Of course, going that way is even MORE complex and time consuming, but may be well worth it, if space-saving is what you're intested in. After all, there is no such thing as a free lunch -- you either pay with time or with space (or with general applicability in some corner cases).
So, all in all, the approach itself is not new -- neither yours nor Microsofts -- but the magic lies in actually creating a working product out of the theoretical approach outlined above.

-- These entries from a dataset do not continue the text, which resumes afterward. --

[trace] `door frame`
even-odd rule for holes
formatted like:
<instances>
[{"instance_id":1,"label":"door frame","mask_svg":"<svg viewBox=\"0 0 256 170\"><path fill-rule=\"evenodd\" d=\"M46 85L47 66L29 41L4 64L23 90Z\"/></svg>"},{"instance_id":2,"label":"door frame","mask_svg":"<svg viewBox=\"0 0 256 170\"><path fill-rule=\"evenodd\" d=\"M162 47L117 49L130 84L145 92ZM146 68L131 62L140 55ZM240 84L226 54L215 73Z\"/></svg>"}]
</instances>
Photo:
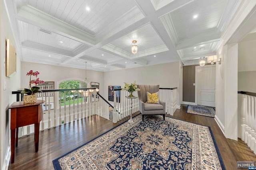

Since most file servers have about 95% unused processor cycles and a limited amount of disk I/O both compression and dedupe can be significant wins provided they don't create an I/O profile that is a smaller percentage more random than their effective compression (ie if they add 10% randomness to the I/O profile but provide 30% compression then it's probably a net win). The fact that they potentially increase cache effectiveness is just gravy since cache is a few orders of magnitude faster than spinning disk and at least an order of magnitude faster than even SSD's.
There are 4 boxes to use in the defense of liberty: soap, ballot, jury, ammo. Use in that order. Starting now.
Hard links are awesome, but they're limited to a per-file basis. SDFS and other block-level de-dupers will only store unique blocks. E.g. storing multiple virtual machine images -- as each image is one huge file, hard links do nothing.
There's a form of deduplication supported by the Linux kernel, if you use the logical volume manager. If you create base LVM device, and then create a snapshot of that device, the snapshot only requires sufficient real estate on the host physical volume to store the diffs between the snapshot and the base. You can use this for "freezing" a file system to do back-ups, or for incremental back-ups, or whatever.
My rather limited experience with this is that, if you have more than a few snapshots on a base device, your write performance degrades very raplidy. There's also a hard limit of 255 snapshots per device.
You can also do file-based deduplication with the "rsnapshot" tool, which has been available for many years.
Also also, I haven't kept up, but I seem to recall that ZFS for linux was promising this as a major selling point.
2*3*3*3*3*11*251
OpenBSD has had the Epitome deduplication framework for some time. I believe version 2 is considered production-ready.
If you don't think opensolaris has a future fair enough. FreeBSD does. FreeBSD currently supports ZFS v28, which has dedup. Be aware you need plenty of RAM.
I run: Windows, OS X, Linux, FreeBSD. Just because you have a hammer, doesn't mean everything is a nail.